The following project involves Network Analysis and Prediction on the Tennis Dataset. The project intends to apply various Network Analysis tools including Centrality Analysis, Degree Distributions, Density Analysis, Community Detection and Link Prediction. Tools utilised for this project include Python and Gephi. The project was done in several parts as described below:
-
Data Preprocessing and Visaulisation in Gephi
- Once the dataset was collected, it was not in the right format for network analysis and thus various preprocessing steps had to be performed.
- Various steps were performed using Python to get the data in the right format for analysis.
- Once data was ready, the tennis dataset was visualised using Gephi, a graph analysis tool.
-
Metrics Calculations as follows:
- Avg. Degree & Highest Degree - To analyze which nodes have the highest degrees and what is the average degree of the network.
- Degree Distribution - To analyze if the network follows any degree distribution such as log-normal or power law. This helps in understanding the structure of the network and if the data follows any probability distribution.
- Average Path Length - To analyze the average of the shortest paths in the network and if the network is a small world network or not.
- Graph density - To analyze if the number of links in the network is equal to the maximum number of nodes in the network.
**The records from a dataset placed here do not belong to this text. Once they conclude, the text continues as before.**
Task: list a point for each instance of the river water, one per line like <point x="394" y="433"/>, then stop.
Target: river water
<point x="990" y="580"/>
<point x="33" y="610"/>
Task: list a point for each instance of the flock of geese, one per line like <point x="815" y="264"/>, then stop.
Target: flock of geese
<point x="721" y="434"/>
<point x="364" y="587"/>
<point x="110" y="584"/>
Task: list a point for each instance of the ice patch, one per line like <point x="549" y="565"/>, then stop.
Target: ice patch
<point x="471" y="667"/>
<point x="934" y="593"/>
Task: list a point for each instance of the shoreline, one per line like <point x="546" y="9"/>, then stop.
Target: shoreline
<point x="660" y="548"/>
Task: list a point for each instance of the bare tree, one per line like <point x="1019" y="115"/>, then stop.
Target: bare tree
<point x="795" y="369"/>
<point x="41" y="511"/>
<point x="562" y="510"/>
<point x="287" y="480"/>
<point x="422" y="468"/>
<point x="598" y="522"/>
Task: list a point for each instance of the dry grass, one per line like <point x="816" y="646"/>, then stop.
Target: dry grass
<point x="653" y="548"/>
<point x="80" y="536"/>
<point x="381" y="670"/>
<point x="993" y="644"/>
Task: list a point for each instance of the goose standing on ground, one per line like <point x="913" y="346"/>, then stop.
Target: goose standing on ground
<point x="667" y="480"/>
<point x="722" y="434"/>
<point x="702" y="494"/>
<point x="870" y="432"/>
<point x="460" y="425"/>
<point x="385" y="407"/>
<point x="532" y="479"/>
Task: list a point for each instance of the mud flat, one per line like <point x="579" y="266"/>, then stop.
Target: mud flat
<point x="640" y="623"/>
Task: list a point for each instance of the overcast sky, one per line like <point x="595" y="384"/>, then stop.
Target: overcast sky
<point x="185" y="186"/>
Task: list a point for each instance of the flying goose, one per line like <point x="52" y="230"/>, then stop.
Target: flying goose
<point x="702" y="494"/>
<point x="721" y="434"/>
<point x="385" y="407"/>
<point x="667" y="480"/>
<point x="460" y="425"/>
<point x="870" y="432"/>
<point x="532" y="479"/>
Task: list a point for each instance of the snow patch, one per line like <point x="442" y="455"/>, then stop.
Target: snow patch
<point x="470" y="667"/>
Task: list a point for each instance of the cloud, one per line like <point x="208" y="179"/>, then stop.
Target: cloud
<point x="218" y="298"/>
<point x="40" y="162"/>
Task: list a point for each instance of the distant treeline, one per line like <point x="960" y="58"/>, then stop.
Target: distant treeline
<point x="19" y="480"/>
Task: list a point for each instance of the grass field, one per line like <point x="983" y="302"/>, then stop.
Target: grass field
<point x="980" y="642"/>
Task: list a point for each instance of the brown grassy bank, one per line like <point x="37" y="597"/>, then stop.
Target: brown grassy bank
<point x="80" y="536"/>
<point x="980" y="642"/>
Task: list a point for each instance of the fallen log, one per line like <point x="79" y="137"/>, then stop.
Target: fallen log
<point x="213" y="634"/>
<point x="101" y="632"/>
It describes if the network is strongly interconnected or sparse.
-
Centrality Analysis
- Once initial metrics were calculated, centrality of the graph was analysed using various centrality analysis algorithms to find out which nodes have highest influence over the network.
- The algorithms which were used were: Betweenness, Closeness & Eigenvector Centralities.
-
Community Detection
- Community Detection Algorithms were applied to the network to find out if communities exist within the network.
- The algorithms that were used for community detectiona are:
- Modularity - In order to analyze the communities detected by the modularity density. The communities were detected using the Modularity partitioning tool in Gephi.
- Louvain Algorithm - The algorithm was again implemented using Python and the results were put to Gephi for visualization.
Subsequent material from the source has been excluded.